WHAT do you want from a Morrissey solo album in 2014?

A title to make others jealous. Tick. A reactivated legendary label name, Harvest, to link him with rock history, just as he insisted his cussed autobiography should be published by Penguin Classics. Tick. A retro sleeve where he still doesn't look at the camera but holds a pen, with a dog at his master's feet. Tick.

All this is dressing, of course, an artform that Morrissey re-wrote in his Smiths days and continues to apply with the swish of a golden arrow/poisoned dart. What you really want from a new Morrissey album is better tunes. Or certainly better and less bitter than on his leaden last missive from his Mount Olympus eerie, when 2009's Years Of Refusal's turgid dirges met with universal refusal.

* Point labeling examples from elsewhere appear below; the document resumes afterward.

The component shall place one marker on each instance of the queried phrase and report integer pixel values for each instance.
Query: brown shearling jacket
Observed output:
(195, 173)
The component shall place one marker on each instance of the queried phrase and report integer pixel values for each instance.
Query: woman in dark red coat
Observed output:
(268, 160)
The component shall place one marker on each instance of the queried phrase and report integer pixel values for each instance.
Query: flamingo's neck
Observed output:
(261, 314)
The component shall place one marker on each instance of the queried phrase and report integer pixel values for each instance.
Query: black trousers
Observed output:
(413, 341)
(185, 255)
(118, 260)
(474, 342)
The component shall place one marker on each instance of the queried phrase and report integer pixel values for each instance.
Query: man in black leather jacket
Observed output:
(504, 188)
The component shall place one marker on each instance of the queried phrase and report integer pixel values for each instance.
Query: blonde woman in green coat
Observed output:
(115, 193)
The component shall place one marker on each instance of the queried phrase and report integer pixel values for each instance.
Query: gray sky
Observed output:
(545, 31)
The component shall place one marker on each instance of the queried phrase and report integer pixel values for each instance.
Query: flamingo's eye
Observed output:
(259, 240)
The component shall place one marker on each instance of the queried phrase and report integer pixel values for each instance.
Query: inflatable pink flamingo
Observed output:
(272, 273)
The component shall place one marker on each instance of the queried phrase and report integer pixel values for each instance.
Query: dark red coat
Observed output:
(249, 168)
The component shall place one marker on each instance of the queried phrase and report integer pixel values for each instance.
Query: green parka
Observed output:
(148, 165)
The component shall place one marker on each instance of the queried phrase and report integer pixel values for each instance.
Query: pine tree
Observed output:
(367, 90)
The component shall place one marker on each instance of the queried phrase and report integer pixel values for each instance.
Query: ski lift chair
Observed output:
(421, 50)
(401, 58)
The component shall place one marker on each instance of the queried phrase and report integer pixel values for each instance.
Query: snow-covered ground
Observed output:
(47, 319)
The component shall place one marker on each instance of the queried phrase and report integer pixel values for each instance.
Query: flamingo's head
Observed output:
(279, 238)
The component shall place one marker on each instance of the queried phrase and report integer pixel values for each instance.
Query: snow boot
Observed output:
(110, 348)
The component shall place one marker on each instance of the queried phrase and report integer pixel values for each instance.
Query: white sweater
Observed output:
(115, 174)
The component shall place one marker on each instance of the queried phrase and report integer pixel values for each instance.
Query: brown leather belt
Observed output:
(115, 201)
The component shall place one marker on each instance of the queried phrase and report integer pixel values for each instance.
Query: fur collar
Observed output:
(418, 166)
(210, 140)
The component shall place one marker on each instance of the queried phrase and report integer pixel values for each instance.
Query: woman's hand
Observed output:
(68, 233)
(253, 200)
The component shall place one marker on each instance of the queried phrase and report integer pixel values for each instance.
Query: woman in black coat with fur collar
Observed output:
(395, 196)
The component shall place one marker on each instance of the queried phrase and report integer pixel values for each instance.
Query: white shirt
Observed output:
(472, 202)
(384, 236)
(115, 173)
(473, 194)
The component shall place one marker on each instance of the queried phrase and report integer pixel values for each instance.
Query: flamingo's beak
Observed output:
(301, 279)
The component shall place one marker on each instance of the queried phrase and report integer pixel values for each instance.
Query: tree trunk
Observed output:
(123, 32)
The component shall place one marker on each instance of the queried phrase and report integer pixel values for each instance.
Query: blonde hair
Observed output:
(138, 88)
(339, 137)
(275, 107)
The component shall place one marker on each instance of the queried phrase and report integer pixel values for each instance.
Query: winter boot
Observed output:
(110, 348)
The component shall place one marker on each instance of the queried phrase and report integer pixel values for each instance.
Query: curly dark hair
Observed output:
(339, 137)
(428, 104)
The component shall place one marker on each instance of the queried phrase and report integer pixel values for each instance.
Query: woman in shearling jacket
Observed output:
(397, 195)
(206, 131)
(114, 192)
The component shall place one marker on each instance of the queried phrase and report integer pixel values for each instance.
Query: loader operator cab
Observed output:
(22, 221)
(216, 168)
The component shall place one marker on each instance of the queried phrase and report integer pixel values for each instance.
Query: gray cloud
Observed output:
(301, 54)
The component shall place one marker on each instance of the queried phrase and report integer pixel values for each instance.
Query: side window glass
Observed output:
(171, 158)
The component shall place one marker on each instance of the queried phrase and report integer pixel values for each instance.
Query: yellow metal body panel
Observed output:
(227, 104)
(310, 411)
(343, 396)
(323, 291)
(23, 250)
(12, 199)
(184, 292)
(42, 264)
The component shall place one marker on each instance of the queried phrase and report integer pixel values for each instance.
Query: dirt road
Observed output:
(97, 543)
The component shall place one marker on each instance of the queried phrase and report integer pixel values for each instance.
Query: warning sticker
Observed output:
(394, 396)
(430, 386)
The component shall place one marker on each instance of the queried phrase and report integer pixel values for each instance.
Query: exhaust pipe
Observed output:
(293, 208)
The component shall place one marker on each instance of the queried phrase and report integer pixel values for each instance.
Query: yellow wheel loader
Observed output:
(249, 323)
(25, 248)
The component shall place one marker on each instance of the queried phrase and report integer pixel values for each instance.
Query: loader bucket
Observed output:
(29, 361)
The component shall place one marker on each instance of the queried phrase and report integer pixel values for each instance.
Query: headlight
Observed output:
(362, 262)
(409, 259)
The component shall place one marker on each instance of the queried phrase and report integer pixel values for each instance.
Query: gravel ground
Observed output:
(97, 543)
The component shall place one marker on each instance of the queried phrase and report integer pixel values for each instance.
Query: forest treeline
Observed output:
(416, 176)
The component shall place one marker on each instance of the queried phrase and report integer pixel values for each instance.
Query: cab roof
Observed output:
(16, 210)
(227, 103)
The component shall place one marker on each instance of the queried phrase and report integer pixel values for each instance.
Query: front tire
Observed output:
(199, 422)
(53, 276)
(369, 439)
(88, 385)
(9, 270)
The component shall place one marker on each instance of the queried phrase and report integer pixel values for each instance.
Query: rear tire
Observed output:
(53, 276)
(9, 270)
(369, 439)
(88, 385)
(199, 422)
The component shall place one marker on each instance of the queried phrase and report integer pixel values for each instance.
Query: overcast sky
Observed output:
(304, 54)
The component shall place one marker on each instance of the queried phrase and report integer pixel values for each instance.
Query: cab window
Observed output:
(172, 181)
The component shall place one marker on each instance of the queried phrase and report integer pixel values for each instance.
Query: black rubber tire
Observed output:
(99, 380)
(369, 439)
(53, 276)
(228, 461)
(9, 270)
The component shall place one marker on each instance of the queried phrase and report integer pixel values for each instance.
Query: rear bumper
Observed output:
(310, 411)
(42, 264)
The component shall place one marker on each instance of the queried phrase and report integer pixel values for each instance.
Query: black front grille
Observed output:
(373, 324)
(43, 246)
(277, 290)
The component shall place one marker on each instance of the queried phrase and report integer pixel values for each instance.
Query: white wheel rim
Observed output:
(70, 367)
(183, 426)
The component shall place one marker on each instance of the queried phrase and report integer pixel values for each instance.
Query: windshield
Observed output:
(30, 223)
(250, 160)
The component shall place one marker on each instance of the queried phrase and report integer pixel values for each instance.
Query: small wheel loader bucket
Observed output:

Add another tick for a resurrection that findsMprrisey acknowledging that while the grace, velocity and audacity of Morrissey and Marr's Smiths can never be re-activated, it doesn't half help the Morrissey medicine – however unpalatable – go down better when the melodies wind their way inside you, rather than bludgeon you.

Equally important, enter Gustavo Manzur, replacing the grumpy guitar noise of Alain Whyte with flamenco guitar, trumpet and such like to accompany the Morrissey musings on Istanbul, KFC, China, social injustice, bullfighting, the environment, children, kissing and mortality, in the wake of his scrape with serious illness, on Oboe Concerto.

He still sneers and derides, but the grey days of Years Of Refusal are behind him, and even if he is unlikely to become a sage eminence gris, the melancholy is rising above the malady, the eloquent humour is reviving, and the Morrissey croon is sending signals to the moon again. Still more likely to provoke war than world peace, he is nevertheless taking care of business, as Elvis once did.